Dès lors, on comprend pourquoi toute cette partie de la ville est associée à ce que de nombreux médias présentent comme Shin-Tôkyô, le “nouveau Tôkyô”. Tôkyô Sky Tree est bien évidemment le point de référence. En choisissant de donner à la nouvelle tour ce nom, les promoteurs du projet ont évidemment fait un choix symbolique très fort. Le ciel (sky) et l’arbre (tree) incarnent très bien l’esprit actuel et on ne s’étonne pas de voir de plus en plus de personnes se rendre dans cette partie de la ville comme s’ils voulaient s’imprégner encore davantage de cette atmosphère de changement chargée d’espoirs nouveaux. Shitamachi est en train de retrouver des couleurs dans le sens d’un véritable retour à la vie. Des deux côtés de la Sumida qui retrouve ainsi une place importante dans le paysage de Tôkyô, les quartiers de la ville basse font peau neuve. De Ryôgoku à Mukôjima sur la rive gauche, en passant par Asakusa sur la rive droite, les endroits inattendus, parfois méconnus, ne manquent pas. Asakusa en est un bon exemple. Connu de la plupart des touristes pour son imposante Porte du tonnerre (Kaminari-mon) et son célèbre Sensô-ji, temple bouddhiste le plus ancien de la ville sans oublier la Nakamise-dôri, ruelle qui mène au temple avec ses dizaines d’étals proposant toutes sortes de babioles, Asakusa se tourne vers le futur, comme en témoigne l’Asakusa Bunka Kankô Center [Centre touristique et culturel d’Asakusa].
Il a ouvert ses portes le 20 avril 2012. Situé juste en face de la Porte du tonnerre, ce bâtiment signé par le génial architecte Kuma Kengo illustre une nouvelle audace d’un quartier plus habitué à un certain conformisme et sans grandes ambitions. Le nouveau centre est là pour caractériser le changement qui est en train de s’opérer. C’est, qui plus est, un lieu d’information. Il est intéressant de noter que l’espace d’exposition situé au sixième étage propose jusqu’au 1er juillet une présentation assez détaillée du projet Tôkyô Sky Tree.

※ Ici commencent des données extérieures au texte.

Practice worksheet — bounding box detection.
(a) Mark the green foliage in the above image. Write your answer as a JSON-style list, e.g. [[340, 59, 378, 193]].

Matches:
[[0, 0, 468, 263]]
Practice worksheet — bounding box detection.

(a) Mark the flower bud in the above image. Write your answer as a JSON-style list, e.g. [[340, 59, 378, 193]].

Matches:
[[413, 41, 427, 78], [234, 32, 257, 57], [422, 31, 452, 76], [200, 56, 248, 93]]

Au même étage, la terrasse permet d’avoir une très belle vue sur la nouvelle tour. Avis aux photographes amateurs. Un autre endroit offrant un joli point de vue sur elle est le Parc de la Sumida [Sumida kôen]. Ils sont nombreux à y venir observer le nouveau point de repère de la capitale.
Mais la partie orientale de la ville n’est pas le seul lieu où l’on inaugure de nouveaux bâtiments. Le 26 avril, moins d’une semaine après l’ouverture de l’Asakusa Bunka Kankô Center, était inauguré le Shibuya Hikarie. Cet édifice implanté à la sortie est de la gare de Shibuya est avant tout un nouveau temple de la consommation visant principalement “les femmes actives”. On finit par vous dire : “A l’ouest, rien de nouveau” et vous conseiller de tourner la tête vers l’est.
Gabriel Bernard
S’y rendre :
Tôkyô sky tree est accessible de plusieurs manières. Le plus simple est de descendre à la station Tôkyô Sky Tree, la plus proche de la tour. Il y a aussi la possibilité de descendre à Asakusa (ligne Ginza du métro de Tôkyô) pour une balade à pied d’une quinzaine de minutes.

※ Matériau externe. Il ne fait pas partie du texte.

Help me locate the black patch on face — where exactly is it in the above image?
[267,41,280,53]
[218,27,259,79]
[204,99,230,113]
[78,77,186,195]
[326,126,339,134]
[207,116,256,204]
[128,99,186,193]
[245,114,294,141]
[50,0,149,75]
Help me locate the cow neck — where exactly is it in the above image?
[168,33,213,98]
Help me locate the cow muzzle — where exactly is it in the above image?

Tôkyô Sky Tree – Informations pratiques :
Ouvert tous les jours de 8 h à 22 h.
Plateforme panoramique : 2000 yens (12-17 ans 1500 yens, 6-11 ans 900 yens, 4-5 ans 600 yens)
Galerie panoramique : 1000 yens (800 yens, 500 yens, 300 yens)

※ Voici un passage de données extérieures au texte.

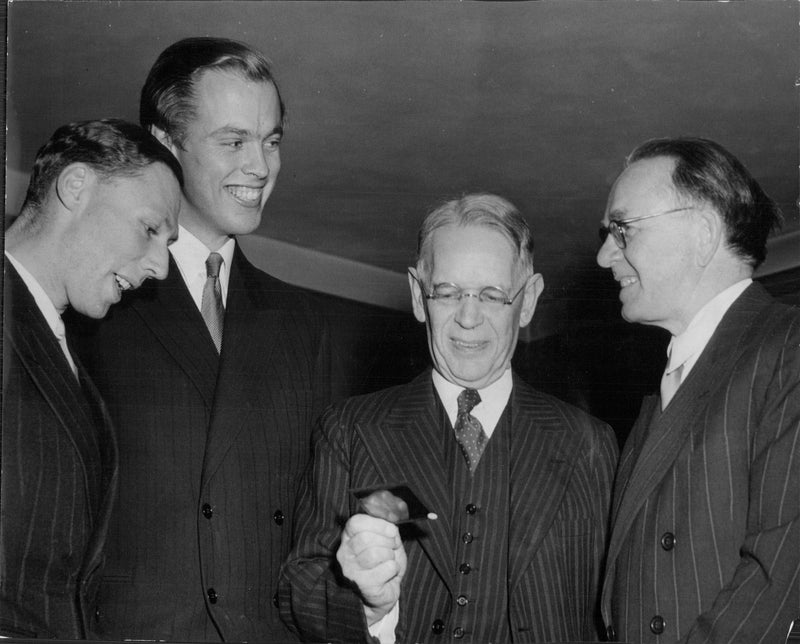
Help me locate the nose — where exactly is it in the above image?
[242,143,269,179]
[455,293,483,329]
[597,235,622,268]
[145,240,169,280]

Jusqu’au 10 juillet 2012 sur réservation uniquement
www.tokyo-skytree.jp/en – Tél. : 0570 – 55 – 0634
Souvenirs :
Comme tout monument qui se respecte la Tôkyô Sky Tree dispose d’une boutique (4ème étage) où l’on trouve toutes sortes de cadeaux. De la bouteille d’eau en forme de tour (400 yens) à la poupée Sorakara (2415 yens le petit modèle), en passant par les incontournables mugs (1200 yens pièce) ou les gâteaux du fameux pâtissier allemand Karl Juchheim (1050 yens), vous trouverez des dizaines de produits à tous les prix.
Tôkyô Solamachi :
Le vaste centre commercial au pied de Tôkyô Sky Tree. On y trouve des centaines de magasins, restaurants ou cafés.
A l’Azumacho Café, on peut boire le célèbre Tôkyô Cider (250 yens) dans sa bouteille spéciale.